Die laut dem Report eindeutigen Gewinner des bewegten zurückliegenden Jahres sind die Erneuerbaren: Der Anteil regenerativer Energien (inklusive Bio-Kraftstoffe, ohne Wasserkraft) am Primärenergieverbrauch hat demnach um 9,7 Prozent zugelegt. Das ist etwas weniger als im Zehn-Jahres Durchschnitt (durchschnittliche Steigerung von 13,4 Prozent). Gemessen an der absoluten Energiemenge von 2,9 EJ aber ein ähnlicher Wert wie in den Jahren zuvor. Bei der Erzeugung verzeichneten die Analysten sogar ein Plus von 12,5 Prozent. Maßgeblich dafür verantwortlich ist der enorme Zuwachs der Solarstromerzeugung von über 20 Prozent. Auch beim EE-Ausbau lag die Photovoltaik vorn: Trotz der globalen Krisensituation wurden Solaranlagen mit einer Kapazität von insgesamt 127 Gigawatt (GW) installiert. Das sind ebenfalls über 20 Prozent mehr als im Vorjahr. Die Windkraftkapazität stieg um 111 GW bzw. 17,5 Prozent. Die Entwicklungen führten dazu, dass 2,1 Gigatonnen CO2 eingespart werden konnten. Der Ausstoß lag 6,3 Prozent unter dem Niveau von 2019.
Trends, die sich auch durch den Stromsektor ziehen: 2020 wurden 0,9 Prozent weniger Strom erzeugt als im Vorjahr. Das ist der größte Rückgang seit Beginn der Datenerhebung 1985 und das zweite Mal überhaupt, dass die Ökonomen von BP einen negativen Wert gemessen haben. Und auch hier wurde der Energiemix insgesamt „grüner“: Öl, Kohle und Gas lieferten merklich weniger Energie, Wind und Sonne dafür mehr.

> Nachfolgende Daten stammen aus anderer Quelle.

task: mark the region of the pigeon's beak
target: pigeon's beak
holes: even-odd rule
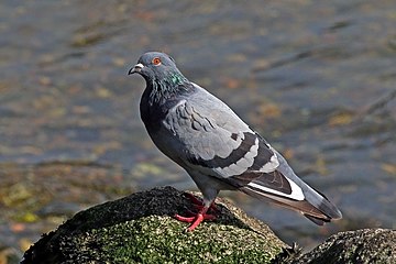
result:
[[[128,75],[140,73],[144,68],[143,64],[136,64],[133,68],[128,72]]]

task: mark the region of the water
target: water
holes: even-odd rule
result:
[[[224,193],[307,249],[396,227],[396,4],[383,1],[0,3],[0,243],[25,250],[91,205],[194,183],[139,118],[146,51],[164,51],[285,154],[344,219]]]

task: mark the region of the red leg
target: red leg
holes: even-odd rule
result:
[[[194,215],[193,217],[182,217],[179,215],[175,215],[175,219],[177,219],[182,222],[191,223],[191,226],[188,227],[187,231],[193,231],[204,220],[216,219],[216,216],[207,213],[209,208],[217,210],[213,202],[209,207],[205,207],[204,204],[200,200],[198,200],[194,195],[187,193],[186,196],[191,200],[193,205],[199,209],[199,211],[197,213],[191,212],[191,215]]]
[[[201,200],[199,200],[195,195],[191,195],[189,193],[184,194],[191,202],[194,208],[196,208],[198,211],[204,209],[204,204]],[[219,209],[216,207],[215,202],[212,202],[209,207],[210,210],[219,211]]]

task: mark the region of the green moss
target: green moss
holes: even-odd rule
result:
[[[77,213],[25,253],[24,263],[268,263],[285,244],[220,199],[218,218],[194,232],[172,218],[190,201],[156,188]]]
[[[151,216],[82,233],[69,245],[97,260],[135,263],[267,263],[282,250],[253,230],[216,223],[204,223],[199,232],[185,228]]]

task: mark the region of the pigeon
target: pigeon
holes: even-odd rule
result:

Der Report gibt aber nicht nur einen Überblick über Energieerzeugung und Verbrauch. In einem eigenen Kapitel beleuchten die Analysten außerdem ausgewählte Entwicklungen auf dem Rohstoffmarkt. Denn vor allem Lithium, Kobalt, Graphit sowie seltene Erdmetalle werden für EE-Anlagen in großen Mengen benötigt. Und auch hier waren Auswirkungen der Covid-19-Pandemie spürbar: Der Lithiumabbau, der in der vorigen zehn Jahren um durchschnittlich 16,3 Prozent zugelegt hatte, verzeichnete ein Minus von 4,6 Prozent, der Graphitabbau ging um fast 20 Prozent zurück. Gleichzeitig wurden knapp allerdings drei Prozent mehr Kobalt und 23,3 Prozent mehr seltene Erdmetalle gefördert. Das ging vor allem auf den Ausbau des Kobaltabbaus in der Demokratischen Republik Kongo bzw. auf das starke Wachstum des australischen und US-amerikanisches Marktes für seltene Erden zurück.